PNE/AEROSE team near Praia, Cape Verde

Hello from the dusty sea, just off the coast of Praia, Cape Verde!  We just completed servicing the 11.5N, 23W PIRATA mooring. The hazy atmosphere is due to a recent Saharan dust storm for which the team is also investigating the chemistry and atmospheric microbiome.

The primary goal of the PIRATA Northeast Extension (PNE) project is to recover and redeploy the PNE moorings and to sample oceanic and atmospheric variables along the cruise track.  The purpose of the PNE moorings is to provide real-time data of the upper ocean temperature, salinity, current structure and heat fluxes between the ocean and atmosphere in the tropical Atlantic. These data are used for climate research and weather forecasting. Shipboard observations collected during the cruise, as well surface drifters and Argo and profiling floats deployed during this cruise, will provide an improved picture of seasonal-to-interannual oceanic and atmospheric variability in the tropical Atlantic. The PNE team included two student volunteers.

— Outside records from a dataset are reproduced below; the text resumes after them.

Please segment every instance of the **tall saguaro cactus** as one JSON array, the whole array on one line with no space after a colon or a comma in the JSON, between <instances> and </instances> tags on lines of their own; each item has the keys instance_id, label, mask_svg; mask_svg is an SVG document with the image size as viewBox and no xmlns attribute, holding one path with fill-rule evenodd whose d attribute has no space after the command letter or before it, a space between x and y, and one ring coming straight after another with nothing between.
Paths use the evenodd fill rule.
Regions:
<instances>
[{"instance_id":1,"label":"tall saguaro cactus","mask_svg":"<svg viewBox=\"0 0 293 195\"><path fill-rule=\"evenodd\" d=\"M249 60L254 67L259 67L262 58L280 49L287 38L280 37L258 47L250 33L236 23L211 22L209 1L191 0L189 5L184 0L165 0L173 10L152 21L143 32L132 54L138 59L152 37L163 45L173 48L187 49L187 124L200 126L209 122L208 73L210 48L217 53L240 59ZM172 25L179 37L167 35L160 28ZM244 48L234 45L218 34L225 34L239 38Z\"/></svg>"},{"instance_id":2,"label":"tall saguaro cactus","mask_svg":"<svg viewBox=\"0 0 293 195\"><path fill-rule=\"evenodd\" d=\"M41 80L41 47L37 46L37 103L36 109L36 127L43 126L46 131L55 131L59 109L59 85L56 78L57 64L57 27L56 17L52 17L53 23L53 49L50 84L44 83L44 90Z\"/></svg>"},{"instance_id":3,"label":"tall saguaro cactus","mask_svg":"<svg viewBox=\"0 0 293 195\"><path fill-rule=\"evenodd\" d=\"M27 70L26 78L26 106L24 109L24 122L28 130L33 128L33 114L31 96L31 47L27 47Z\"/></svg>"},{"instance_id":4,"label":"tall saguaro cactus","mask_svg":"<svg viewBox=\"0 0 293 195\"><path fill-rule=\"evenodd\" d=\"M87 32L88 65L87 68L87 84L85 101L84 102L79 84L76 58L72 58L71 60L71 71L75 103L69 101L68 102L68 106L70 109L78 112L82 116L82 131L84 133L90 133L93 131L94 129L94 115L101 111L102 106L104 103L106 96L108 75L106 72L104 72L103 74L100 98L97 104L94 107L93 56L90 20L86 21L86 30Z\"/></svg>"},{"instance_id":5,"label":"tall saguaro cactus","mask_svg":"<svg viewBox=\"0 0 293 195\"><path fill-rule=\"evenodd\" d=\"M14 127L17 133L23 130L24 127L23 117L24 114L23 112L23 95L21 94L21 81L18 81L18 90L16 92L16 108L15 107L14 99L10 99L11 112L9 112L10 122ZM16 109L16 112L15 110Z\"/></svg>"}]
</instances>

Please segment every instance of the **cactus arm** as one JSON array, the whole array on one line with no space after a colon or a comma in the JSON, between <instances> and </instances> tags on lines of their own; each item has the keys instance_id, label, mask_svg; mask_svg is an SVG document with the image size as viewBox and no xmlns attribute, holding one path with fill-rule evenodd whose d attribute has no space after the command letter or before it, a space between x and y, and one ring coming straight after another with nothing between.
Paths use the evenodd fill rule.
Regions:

The Aerosols and Ocean Science Expeditions (AEROSE) constitute a longitudinal measurement-based study of the impacts and evolution mineral dust during long-range transport over the tropical Atlantic. During the 2019 cruise, a comprehensive suite of in situ, ground truth data were collected in the remote, tropical Atlantic Ocean for the purpose of validating satellite sensors and model forecasts under the conditions of the SAL, wind-blown mineral dust, and biomass burning outflows.  Another objective of this project is to test and evaluate decision support materials from the NUCAPS suite for scientific field campaigns.  In particular, these satellite data products will be used to strategically inform rawinsonde and ozonesonde deployments during the AEROSE 2019 campaign.  In fulfillment of a longstanding obligation to student training and the development of the future STEM workforce, the AEROSE team included five students, who assisted in all scientific endeavors.

This cruise brought together scientists from NOAA/AOML, HU/NCAS, NOAA/NESDIS, NOAA/PMEL, UMBC, VUU, and the Brazilian Navy.